Flynn’s comments echoed discussions by educators who often find they must backfill for some of their students who may lack a prerequisite for a particular class. Even within departments, there are discussions about how different topics are taught in an effort to develop some consistency so that students who do have the proper prerequisite have the same knowledge or skill regardless of who taught the earlier class.
But, though basic skills are clearly an issue, Flynn was speaking on a more macro level. At U.S. universities, supply chain management may be taught in the business school, in operations or as part of procurement. Coming from different background disciplines, the view of supply chain management can vary widely, and this is reflected in the curriculum.

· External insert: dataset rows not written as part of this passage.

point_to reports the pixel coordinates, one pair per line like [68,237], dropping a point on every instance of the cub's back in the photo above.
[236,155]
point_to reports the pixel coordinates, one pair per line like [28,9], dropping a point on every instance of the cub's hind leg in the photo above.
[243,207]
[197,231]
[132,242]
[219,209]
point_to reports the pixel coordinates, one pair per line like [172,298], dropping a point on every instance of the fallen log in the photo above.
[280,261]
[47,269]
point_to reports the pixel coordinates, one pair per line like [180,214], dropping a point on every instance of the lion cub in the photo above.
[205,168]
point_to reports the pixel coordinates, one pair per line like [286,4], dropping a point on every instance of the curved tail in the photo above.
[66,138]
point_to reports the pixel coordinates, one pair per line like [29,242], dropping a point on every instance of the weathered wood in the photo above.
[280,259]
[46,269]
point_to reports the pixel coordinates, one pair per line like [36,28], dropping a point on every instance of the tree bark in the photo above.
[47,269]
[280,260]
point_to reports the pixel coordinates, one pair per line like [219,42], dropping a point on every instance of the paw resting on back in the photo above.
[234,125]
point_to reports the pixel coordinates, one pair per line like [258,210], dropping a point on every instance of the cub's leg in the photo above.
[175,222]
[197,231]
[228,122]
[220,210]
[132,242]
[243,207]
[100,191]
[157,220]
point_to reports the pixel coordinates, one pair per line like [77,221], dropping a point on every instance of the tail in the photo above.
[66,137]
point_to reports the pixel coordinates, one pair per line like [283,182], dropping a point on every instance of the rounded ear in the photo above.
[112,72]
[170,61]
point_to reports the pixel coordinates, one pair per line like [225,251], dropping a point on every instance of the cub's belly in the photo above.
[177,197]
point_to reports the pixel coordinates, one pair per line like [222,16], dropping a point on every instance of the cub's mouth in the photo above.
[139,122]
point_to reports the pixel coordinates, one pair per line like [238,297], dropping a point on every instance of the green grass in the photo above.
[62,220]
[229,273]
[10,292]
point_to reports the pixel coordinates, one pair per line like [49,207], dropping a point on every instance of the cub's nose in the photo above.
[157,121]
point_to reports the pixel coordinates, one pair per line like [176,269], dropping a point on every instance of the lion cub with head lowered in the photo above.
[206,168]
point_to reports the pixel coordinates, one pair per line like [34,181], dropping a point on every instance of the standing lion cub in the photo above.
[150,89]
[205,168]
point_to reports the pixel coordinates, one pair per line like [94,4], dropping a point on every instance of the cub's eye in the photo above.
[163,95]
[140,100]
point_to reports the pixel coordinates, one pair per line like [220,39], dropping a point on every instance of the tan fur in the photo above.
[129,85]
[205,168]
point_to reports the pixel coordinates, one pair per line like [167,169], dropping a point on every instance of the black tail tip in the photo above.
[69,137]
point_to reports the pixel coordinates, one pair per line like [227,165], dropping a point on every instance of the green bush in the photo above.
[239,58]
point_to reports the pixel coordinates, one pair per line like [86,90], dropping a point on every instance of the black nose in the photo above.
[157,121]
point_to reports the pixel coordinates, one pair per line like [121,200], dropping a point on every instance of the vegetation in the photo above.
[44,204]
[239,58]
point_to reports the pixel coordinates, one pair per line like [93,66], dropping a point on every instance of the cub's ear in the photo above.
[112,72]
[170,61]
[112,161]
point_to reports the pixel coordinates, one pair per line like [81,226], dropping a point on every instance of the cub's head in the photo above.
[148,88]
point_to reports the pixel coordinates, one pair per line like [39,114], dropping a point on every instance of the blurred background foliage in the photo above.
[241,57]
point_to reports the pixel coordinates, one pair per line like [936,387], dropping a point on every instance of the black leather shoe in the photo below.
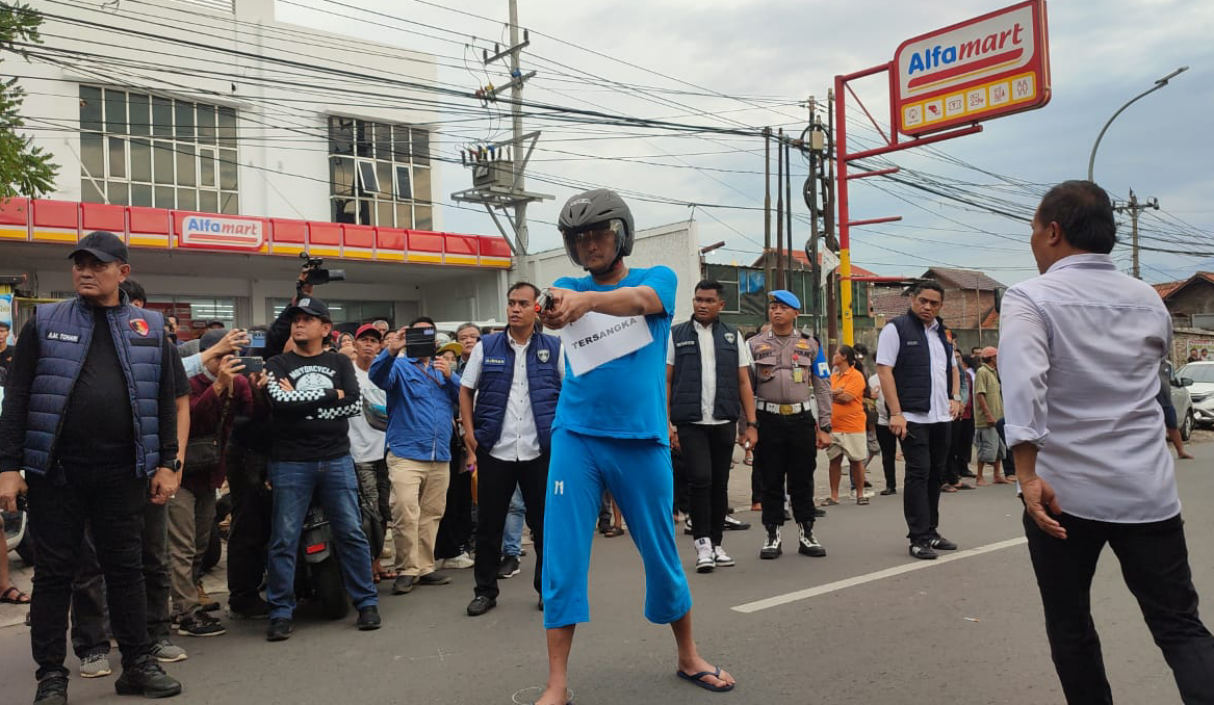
[279,630]
[942,544]
[52,691]
[481,604]
[434,579]
[147,678]
[368,619]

That issue multiplies as you look at it globally. Now you have the problem of departments and universities multiplied by country or regional influences. In one Asian university, what passed for a supply chain program came out of the marine management discipline. Training ship captains and vessel operators may involve a lot of actual supply chain management, but the core curriculum necessary to produce a strategic-level supply chain professional ranges into territory that is foreign to that program’s original goals.
Some businesses have resigned themselves to the task of taking graduates with core business skills and training them in the company’s own model of supply chain management. That approach has its own limits.
If we hope to attract more talented individuals to the profession, we will need to address this issue or risk losing hopeful graduates who find their careers constrained as they try to get ahead in one of the hottest careers of the 21st Century.